And it’s not just us, either. For centuries, Italians have been major consumers of a special kind of hard wheat that makes their pasta taste so good. Megan Williams reports from Rome those rising prices won’t go down easy.


Megan Williams: Too much. That’s what Italian homemaker Gemma Zavota says about the 20-plus percent price hike in pasta soon to hit Italy.

Like millions of Italians, Zavota’s been feeding her family daily plates of steaming spaghetti, fettucine and linguine for decades now. It’s cheap, healthy and filling, she says. But for a food so common it’s come to define Italian cuisine, such a big price hike will be tough to swallow.

Homemakers aren’t the only ones worried about the swelling pasta prices.

Mario Rummo: If the price move up 5 percent a week, you can imagine in a product like pasta that is made only with 100 percent durum wheat semolina, is a tragedy.

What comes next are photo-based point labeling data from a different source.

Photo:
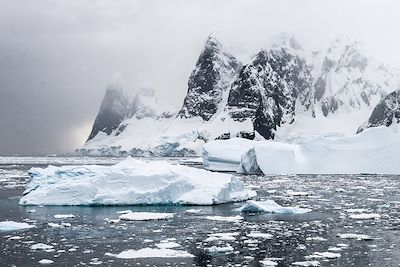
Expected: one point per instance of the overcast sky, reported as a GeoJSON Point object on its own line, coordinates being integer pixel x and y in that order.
{"type": "Point", "coordinates": [56, 57]}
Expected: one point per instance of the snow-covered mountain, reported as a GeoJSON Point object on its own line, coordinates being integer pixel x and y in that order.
{"type": "Point", "coordinates": [386, 113]}
{"type": "Point", "coordinates": [284, 92]}
{"type": "Point", "coordinates": [210, 81]}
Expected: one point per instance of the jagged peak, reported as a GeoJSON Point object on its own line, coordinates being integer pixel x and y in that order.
{"type": "Point", "coordinates": [116, 83]}
{"type": "Point", "coordinates": [212, 42]}
{"type": "Point", "coordinates": [285, 39]}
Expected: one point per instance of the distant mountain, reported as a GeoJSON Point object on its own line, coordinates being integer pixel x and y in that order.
{"type": "Point", "coordinates": [284, 92]}
{"type": "Point", "coordinates": [115, 107]}
{"type": "Point", "coordinates": [210, 81]}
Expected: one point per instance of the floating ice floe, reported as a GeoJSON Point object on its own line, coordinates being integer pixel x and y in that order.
{"type": "Point", "coordinates": [151, 253]}
{"type": "Point", "coordinates": [167, 245]}
{"type": "Point", "coordinates": [225, 155]}
{"type": "Point", "coordinates": [14, 226]}
{"type": "Point", "coordinates": [132, 182]}
{"type": "Point", "coordinates": [41, 246]}
{"type": "Point", "coordinates": [220, 250]}
{"type": "Point", "coordinates": [64, 216]}
{"type": "Point", "coordinates": [146, 216]}
{"type": "Point", "coordinates": [365, 216]}
{"type": "Point", "coordinates": [260, 235]}
{"type": "Point", "coordinates": [271, 206]}
{"type": "Point", "coordinates": [312, 156]}
{"type": "Point", "coordinates": [325, 255]}
{"type": "Point", "coordinates": [221, 237]}
{"type": "Point", "coordinates": [236, 218]}
{"type": "Point", "coordinates": [46, 261]}
{"type": "Point", "coordinates": [306, 263]}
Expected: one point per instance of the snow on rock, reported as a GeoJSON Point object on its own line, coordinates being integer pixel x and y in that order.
{"type": "Point", "coordinates": [375, 150]}
{"type": "Point", "coordinates": [145, 216]}
{"type": "Point", "coordinates": [46, 261]}
{"type": "Point", "coordinates": [14, 226]}
{"type": "Point", "coordinates": [151, 253]}
{"type": "Point", "coordinates": [271, 206]}
{"type": "Point", "coordinates": [132, 182]}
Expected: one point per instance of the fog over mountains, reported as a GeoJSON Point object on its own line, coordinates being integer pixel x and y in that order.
{"type": "Point", "coordinates": [284, 92]}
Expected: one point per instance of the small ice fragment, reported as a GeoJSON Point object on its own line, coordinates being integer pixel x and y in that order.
{"type": "Point", "coordinates": [64, 216]}
{"type": "Point", "coordinates": [46, 261]}
{"type": "Point", "coordinates": [146, 216]}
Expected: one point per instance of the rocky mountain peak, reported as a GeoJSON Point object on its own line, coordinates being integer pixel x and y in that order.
{"type": "Point", "coordinates": [209, 81]}
{"type": "Point", "coordinates": [115, 107]}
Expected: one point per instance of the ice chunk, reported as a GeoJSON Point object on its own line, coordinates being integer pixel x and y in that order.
{"type": "Point", "coordinates": [41, 246]}
{"type": "Point", "coordinates": [325, 255]}
{"type": "Point", "coordinates": [64, 216]}
{"type": "Point", "coordinates": [306, 263]}
{"type": "Point", "coordinates": [271, 206]}
{"type": "Point", "coordinates": [315, 155]}
{"type": "Point", "coordinates": [355, 236]}
{"type": "Point", "coordinates": [220, 250]}
{"type": "Point", "coordinates": [145, 216]}
{"type": "Point", "coordinates": [169, 245]}
{"type": "Point", "coordinates": [236, 218]}
{"type": "Point", "coordinates": [14, 226]}
{"type": "Point", "coordinates": [365, 216]}
{"type": "Point", "coordinates": [132, 182]}
{"type": "Point", "coordinates": [151, 253]}
{"type": "Point", "coordinates": [46, 261]}
{"type": "Point", "coordinates": [225, 155]}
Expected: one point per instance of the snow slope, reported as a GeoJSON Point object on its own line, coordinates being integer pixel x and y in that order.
{"type": "Point", "coordinates": [376, 150]}
{"type": "Point", "coordinates": [131, 182]}
{"type": "Point", "coordinates": [285, 93]}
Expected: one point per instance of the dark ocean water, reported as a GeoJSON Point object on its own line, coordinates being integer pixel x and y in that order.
{"type": "Point", "coordinates": [332, 198]}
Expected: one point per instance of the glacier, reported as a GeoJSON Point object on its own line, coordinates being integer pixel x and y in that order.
{"type": "Point", "coordinates": [376, 150]}
{"type": "Point", "coordinates": [132, 182]}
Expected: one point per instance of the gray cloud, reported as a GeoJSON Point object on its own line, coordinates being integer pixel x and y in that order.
{"type": "Point", "coordinates": [56, 57]}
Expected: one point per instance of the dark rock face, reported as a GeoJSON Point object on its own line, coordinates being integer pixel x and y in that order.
{"type": "Point", "coordinates": [114, 108]}
{"type": "Point", "coordinates": [210, 79]}
{"type": "Point", "coordinates": [266, 90]}
{"type": "Point", "coordinates": [385, 113]}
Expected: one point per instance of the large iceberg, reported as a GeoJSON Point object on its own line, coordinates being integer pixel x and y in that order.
{"type": "Point", "coordinates": [132, 182]}
{"type": "Point", "coordinates": [375, 150]}
{"type": "Point", "coordinates": [225, 155]}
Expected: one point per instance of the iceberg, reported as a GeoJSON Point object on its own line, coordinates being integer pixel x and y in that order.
{"type": "Point", "coordinates": [132, 182]}
{"type": "Point", "coordinates": [271, 206]}
{"type": "Point", "coordinates": [225, 155]}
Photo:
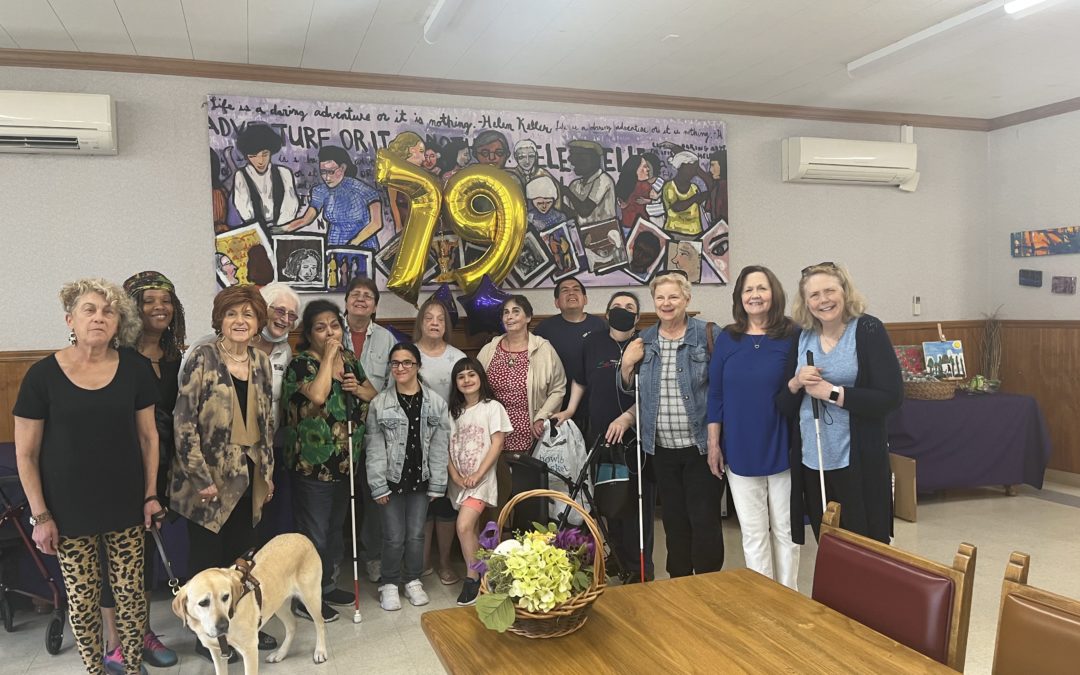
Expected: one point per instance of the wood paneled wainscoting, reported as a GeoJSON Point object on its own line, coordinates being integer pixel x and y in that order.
{"type": "Point", "coordinates": [1039, 358]}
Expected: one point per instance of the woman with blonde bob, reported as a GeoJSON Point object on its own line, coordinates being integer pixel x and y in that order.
{"type": "Point", "coordinates": [672, 402]}
{"type": "Point", "coordinates": [856, 378]}
{"type": "Point", "coordinates": [86, 447]}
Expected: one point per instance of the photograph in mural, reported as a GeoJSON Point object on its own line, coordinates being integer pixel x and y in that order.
{"type": "Point", "coordinates": [314, 193]}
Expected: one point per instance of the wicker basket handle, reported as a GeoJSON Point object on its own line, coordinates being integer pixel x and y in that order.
{"type": "Point", "coordinates": [599, 575]}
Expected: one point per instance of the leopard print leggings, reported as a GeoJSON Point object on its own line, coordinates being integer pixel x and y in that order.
{"type": "Point", "coordinates": [82, 578]}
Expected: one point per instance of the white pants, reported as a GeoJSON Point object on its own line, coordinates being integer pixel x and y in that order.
{"type": "Point", "coordinates": [764, 508]}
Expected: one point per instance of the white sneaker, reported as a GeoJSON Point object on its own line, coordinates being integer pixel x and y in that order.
{"type": "Point", "coordinates": [374, 570]}
{"type": "Point", "coordinates": [415, 593]}
{"type": "Point", "coordinates": [389, 598]}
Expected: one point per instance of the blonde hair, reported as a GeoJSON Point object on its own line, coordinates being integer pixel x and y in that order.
{"type": "Point", "coordinates": [854, 304]}
{"type": "Point", "coordinates": [130, 324]}
{"type": "Point", "coordinates": [671, 278]}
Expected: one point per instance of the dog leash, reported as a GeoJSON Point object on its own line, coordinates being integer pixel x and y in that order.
{"type": "Point", "coordinates": [159, 518]}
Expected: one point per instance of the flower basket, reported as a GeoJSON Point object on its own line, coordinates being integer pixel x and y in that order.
{"type": "Point", "coordinates": [941, 390]}
{"type": "Point", "coordinates": [571, 615]}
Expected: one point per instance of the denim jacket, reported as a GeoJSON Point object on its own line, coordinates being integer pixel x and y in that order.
{"type": "Point", "coordinates": [387, 432]}
{"type": "Point", "coordinates": [691, 362]}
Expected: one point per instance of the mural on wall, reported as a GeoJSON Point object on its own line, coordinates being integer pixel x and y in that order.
{"type": "Point", "coordinates": [298, 196]}
{"type": "Point", "coordinates": [1051, 242]}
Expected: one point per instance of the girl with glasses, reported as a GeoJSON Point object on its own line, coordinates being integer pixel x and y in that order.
{"type": "Point", "coordinates": [408, 430]}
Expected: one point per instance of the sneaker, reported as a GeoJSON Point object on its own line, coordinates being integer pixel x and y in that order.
{"type": "Point", "coordinates": [115, 663]}
{"type": "Point", "coordinates": [469, 592]}
{"type": "Point", "coordinates": [339, 597]}
{"type": "Point", "coordinates": [374, 570]}
{"type": "Point", "coordinates": [415, 593]}
{"type": "Point", "coordinates": [154, 653]}
{"type": "Point", "coordinates": [389, 598]}
{"type": "Point", "coordinates": [204, 652]}
{"type": "Point", "coordinates": [329, 615]}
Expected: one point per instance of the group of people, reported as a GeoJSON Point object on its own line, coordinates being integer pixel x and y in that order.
{"type": "Point", "coordinates": [126, 420]}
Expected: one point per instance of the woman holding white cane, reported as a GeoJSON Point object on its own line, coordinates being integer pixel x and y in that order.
{"type": "Point", "coordinates": [856, 378]}
{"type": "Point", "coordinates": [321, 419]}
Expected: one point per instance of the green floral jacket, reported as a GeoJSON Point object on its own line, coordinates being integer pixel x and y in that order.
{"type": "Point", "coordinates": [316, 435]}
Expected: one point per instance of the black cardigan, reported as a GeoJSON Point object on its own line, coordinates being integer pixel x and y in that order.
{"type": "Point", "coordinates": [878, 390]}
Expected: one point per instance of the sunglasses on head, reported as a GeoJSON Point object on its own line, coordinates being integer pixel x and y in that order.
{"type": "Point", "coordinates": [822, 266]}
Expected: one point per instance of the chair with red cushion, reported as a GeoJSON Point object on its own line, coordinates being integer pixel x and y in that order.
{"type": "Point", "coordinates": [918, 603]}
{"type": "Point", "coordinates": [1038, 631]}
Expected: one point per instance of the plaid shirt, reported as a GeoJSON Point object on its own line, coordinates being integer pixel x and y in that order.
{"type": "Point", "coordinates": [673, 423]}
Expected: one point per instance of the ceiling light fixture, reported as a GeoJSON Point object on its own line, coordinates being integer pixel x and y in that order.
{"type": "Point", "coordinates": [1018, 5]}
{"type": "Point", "coordinates": [441, 16]}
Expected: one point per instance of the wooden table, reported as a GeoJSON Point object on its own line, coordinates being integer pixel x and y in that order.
{"type": "Point", "coordinates": [724, 622]}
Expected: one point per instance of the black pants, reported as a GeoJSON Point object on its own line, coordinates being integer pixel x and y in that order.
{"type": "Point", "coordinates": [690, 499]}
{"type": "Point", "coordinates": [206, 549]}
{"type": "Point", "coordinates": [844, 487]}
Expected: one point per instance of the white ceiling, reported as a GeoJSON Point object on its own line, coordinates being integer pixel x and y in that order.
{"type": "Point", "coordinates": [769, 51]}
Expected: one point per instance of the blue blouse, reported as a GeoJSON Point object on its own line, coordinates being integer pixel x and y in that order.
{"type": "Point", "coordinates": [744, 376]}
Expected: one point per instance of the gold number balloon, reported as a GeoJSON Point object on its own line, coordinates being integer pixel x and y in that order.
{"type": "Point", "coordinates": [502, 227]}
{"type": "Point", "coordinates": [424, 202]}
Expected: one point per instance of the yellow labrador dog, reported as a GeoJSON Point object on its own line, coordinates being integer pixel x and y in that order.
{"type": "Point", "coordinates": [213, 603]}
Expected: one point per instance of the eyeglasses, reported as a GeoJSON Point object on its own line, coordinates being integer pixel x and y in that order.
{"type": "Point", "coordinates": [826, 265]}
{"type": "Point", "coordinates": [281, 312]}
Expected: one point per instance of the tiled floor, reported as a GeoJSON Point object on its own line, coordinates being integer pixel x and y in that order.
{"type": "Point", "coordinates": [1044, 524]}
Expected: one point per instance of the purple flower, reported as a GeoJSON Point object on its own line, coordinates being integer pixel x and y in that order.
{"type": "Point", "coordinates": [489, 536]}
{"type": "Point", "coordinates": [572, 539]}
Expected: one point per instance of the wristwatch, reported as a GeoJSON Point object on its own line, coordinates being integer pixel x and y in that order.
{"type": "Point", "coordinates": [44, 516]}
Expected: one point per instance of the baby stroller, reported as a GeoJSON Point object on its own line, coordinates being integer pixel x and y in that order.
{"type": "Point", "coordinates": [596, 473]}
{"type": "Point", "coordinates": [13, 529]}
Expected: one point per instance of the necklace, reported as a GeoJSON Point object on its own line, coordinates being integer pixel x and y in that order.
{"type": "Point", "coordinates": [230, 355]}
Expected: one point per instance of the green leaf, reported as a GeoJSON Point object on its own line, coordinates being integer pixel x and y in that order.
{"type": "Point", "coordinates": [496, 610]}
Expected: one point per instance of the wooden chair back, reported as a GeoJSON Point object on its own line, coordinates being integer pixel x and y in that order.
{"type": "Point", "coordinates": [917, 602]}
{"type": "Point", "coordinates": [1038, 631]}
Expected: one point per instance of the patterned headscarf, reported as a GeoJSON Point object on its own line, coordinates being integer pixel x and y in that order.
{"type": "Point", "coordinates": [172, 339]}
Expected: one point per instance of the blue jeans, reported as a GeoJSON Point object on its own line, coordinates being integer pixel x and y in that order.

Mario Rummo is the beleaguered head of the Italian Pasta Association, the union that oversees the quality of pasta in Italy. He says not since 1973, when Israel went to war with Egypt and Syria, have costs risen so sharply.

This time round is not war, but an onslaught of factors. New customers in North and South America looking to convert wheat for bio-ethanol. China and India eating more bread and less rice. And a bad wheat crop in Italy this spring.

To make matters worse, Italy buys about 60 percent of its durum wheat — that’s the hard semolina used to make its world-renowned pasta — from Canada and Syria. Now Canada’s predicting a poor harvest next month, and Syria’s backing out of contracts with Italy because other countries are offering to pay more.

Rummo: It’s easy on this particularly moment to make a speculation. You know, durum wheat or cereals is a commodity product, is like gold or like petrol, you know. Especially when there is a shortage, it’s very easy to make speculation and make a lot, lot of money.

Rummo says that while other countries have been willing to settle for lesser-quality pasta made with a mix of slightly cheaper grains, Italians will stick with the costly durum wheat.

Rummo: In fact, we have a law in Italy. It’s name is purity law, that said that pasta can be made in Italy only with durum wheat. Because this is the wheat that produces the best result in terms of, you know, pleasure and quality.

Indeed, retired school teacher Mariella Cresci says even on her fixed pension, she wouldn’t considered cooking anything but the best quality durum wheat pasta.

Mariella Cresci: Surely, because it’s better to cook, it’s easier to cook, the taste is surely better than other pasta.

Rummo of the pasta association says it’s important to keep things in perspective. One pound of pasta still costs less than a buck — a meal ticket that’s tough to beat anywhere.

In Rome, I’m Megan Williams for Marketplace.